The slab prep did take awhile, and there was some question as to whether or not it needed to be an “engineered” slab or not. The difference is that the engineered slab has a deeper footing and more rebar, and is usually required for slabs of over 600 sq. ft. (which this one is, at 880 sq. ft.). Given how light the building is that is being built on this slab, engineering it seemed like overkill. On the other hand, the slab may well outlast the building, in which case who knows what will go on it afterward. A standard two-storey building does require an engineered slab, so that’s what we put down in the end.

Here’s the prepared ground along with the forms and metalwork:
Slab preparations

Detail of the rebar in the footings
Slab preparations - rebar and wire mesh

Ready for the pour
Slab preparations - ready for the pour

As it turns out I was away for the actual pour – work took me to Dallas for two weeks and I missed it. Looking at the end result, it’s quite clear that it all went well – the slab looks great, level, smooth, solid. And so far no cracks. I gather from what I’ve read that a slab with no cracks at all, ever, is a very rare thing, so I’m not hoping for that, but I am hoping for as few as possible. Being away for the pour is a good thing in one way, since the longer that concrete has to cure the stronger it gets, and it was poured a week and a half ago already, meaning that when I do put the boat on it it will have gotten much closer to full strength (which I gather is only achieved after months of curing, although 80% is achieved after a week or so).

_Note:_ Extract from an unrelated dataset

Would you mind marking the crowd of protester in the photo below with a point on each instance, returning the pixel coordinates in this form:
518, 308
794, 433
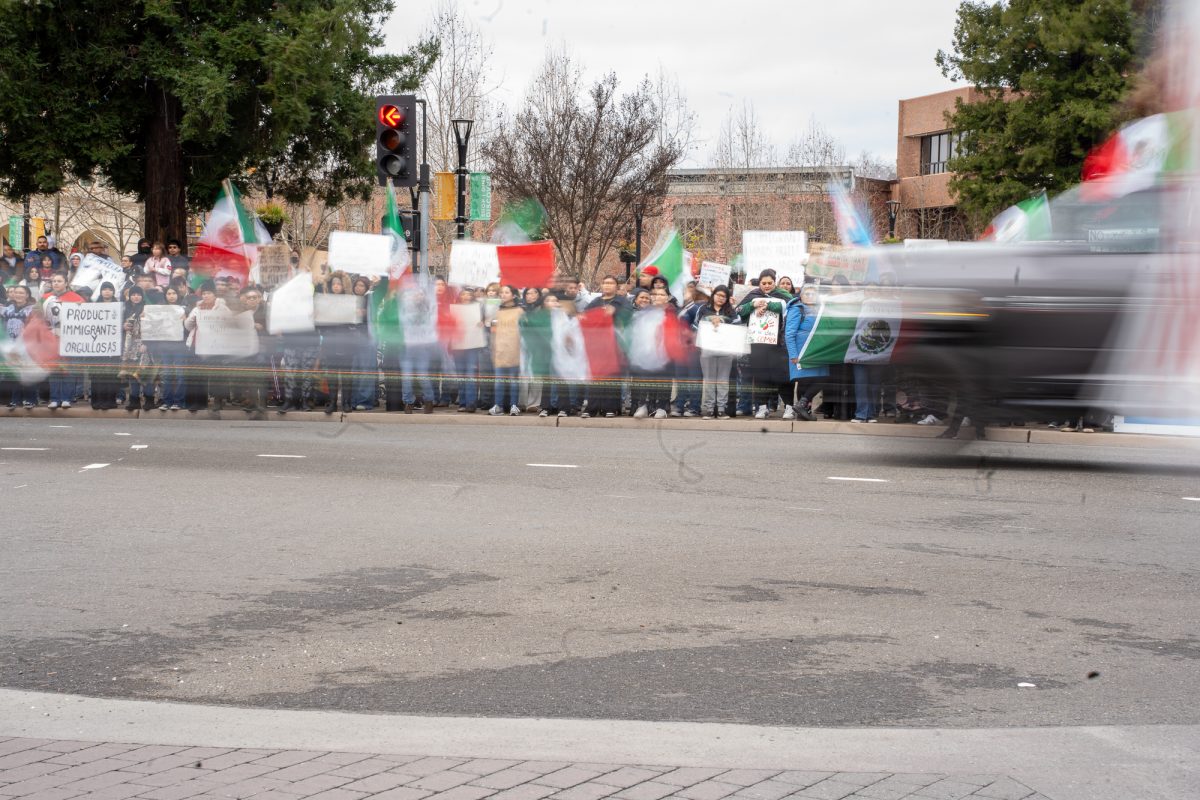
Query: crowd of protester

Here’s the slab now, ready for me to start working on the shed:


The only detail on the slab other than the j-bolts around the edge to attach the structure to is the wiring chase that was poured in. I’ll have to make sure I’ve got lots of steel wool in there as well if I don’t want visitors crawling in through the pipe!
Wiring chase


The door end has fewer bolts.

So my next step is to build the little knee wall. Since the last entry I’ve changed my mind yet again on how to build the structure, although not by much. I will build a short (~1.5’ high) knee wall out of 2×6 which will be through-bolted to the slab. Basically it’ll be a standard stick-built wall, but short, and with a vertical 2×4 on top to accept the bottoms of the bows. I’ll drill and through-bolt the whole thing to the j-bolts, using threaded rod and a threaded connector, then a nut and washer on top. This will give the the ability to have a 1-1/2’ high knee wall which is essentially as stable as the ground, which was a problem with the last shed.

I’ll hopefully post details and pictures on it before too long!